Financials and Cash Flow

How minimum wage hikes will affect your business

Cities and states across the country are raising their minimum wage. Here's what it means for small businesses.

Although the federal minimum wage has been $7.25 per hour since 2009, a national campaign to raise the minimum wage to $15 per hour is catching fire at the state and local levels.

In fact, several local and statewide governments approved a $15 minimum wage in 2015, according to the National Employment Law Project. Since then, several additional jurisdictions followed suit, including California, which has enacted a statewide $15 minimum wage for all businesses by 2023, and Washington, D.C., where a $15 minimum wage will begin in 2020.

Large or small, minimum wage increases have significant implications for small businesses, says Brandy Cody, partner at labor and employment law firm Fisher Phillips LLP. Supporters of minimum wage increases contend employees who make more money will spend more money, ultimately making small businesses more profitable. Critics, however, question whether small businesses have the resources to pay the higher wages while waiting to see if their business increases.

"Labor is the highest area of cost for any employer," Cody says. "And many small businesses have a higher proportion of minimum wage employees than other companies because they may be newer, less profitable, and have narrower margins."

Here are a few changes you can make to offset an increased minimum wage:

  • Increase efficiencies: Streamline and automate processes where possible, so your business can be more productive in less time.

  • Cut costs: You may be able to free up additional capital for labor by reducing fixed expenses such as real estate, raw materials, and paid services. You might also consider reviewing tax opportunities, retiring extraneous products or services, or reducing your hours of business.

  • Adjust your labor force: Assess your operations to optimize the right mix of fulltime and part time employees and contractors.

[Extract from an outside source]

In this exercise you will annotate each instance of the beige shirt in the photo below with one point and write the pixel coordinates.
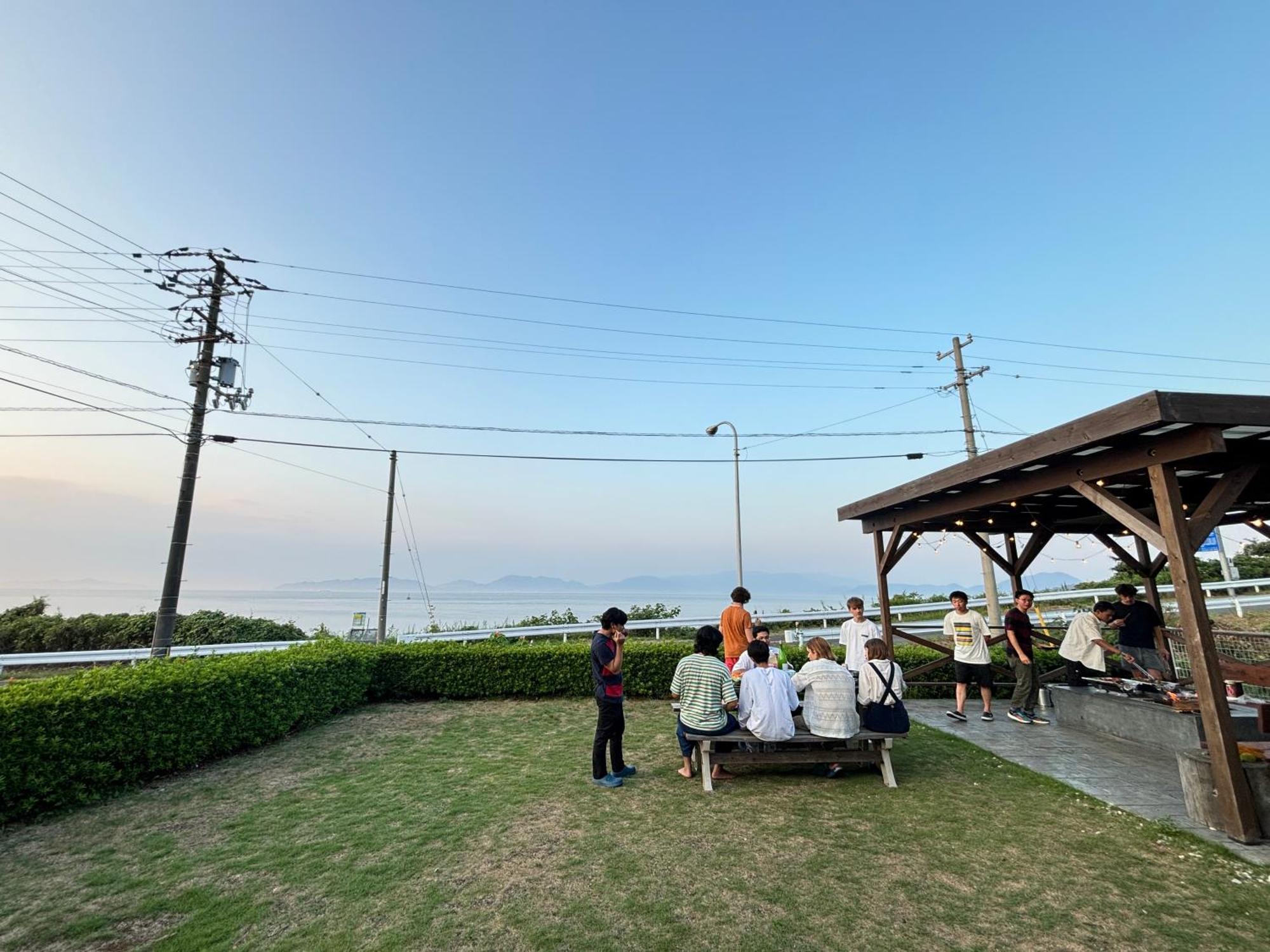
(829, 699)
(1079, 643)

  • Slow your growth: Before you make a new hire, open a new location, or add a new product line, make sure you can generate enough income to justify the added cost.

  • Seek additional capital: A bank loan or revolving line of credit can give you needed working capital with which to cover labor costs, if you're eligible.

"The most common reaction to a sea change like what we're seeing in 2016 is inaction. Because it's hard to know what the best answer is or what you should do, some business owners will do nothing. That's a big mistake," says Cody, who adds noncompliance with new minimum wage laws can prove even more expensive than compliance thanks to wage and hour litigation. "Work with a team of qualified professionals — which should include a tax professional, a financial or small business advisor, and an attorney who specializes in employment law — to guide you through these changes."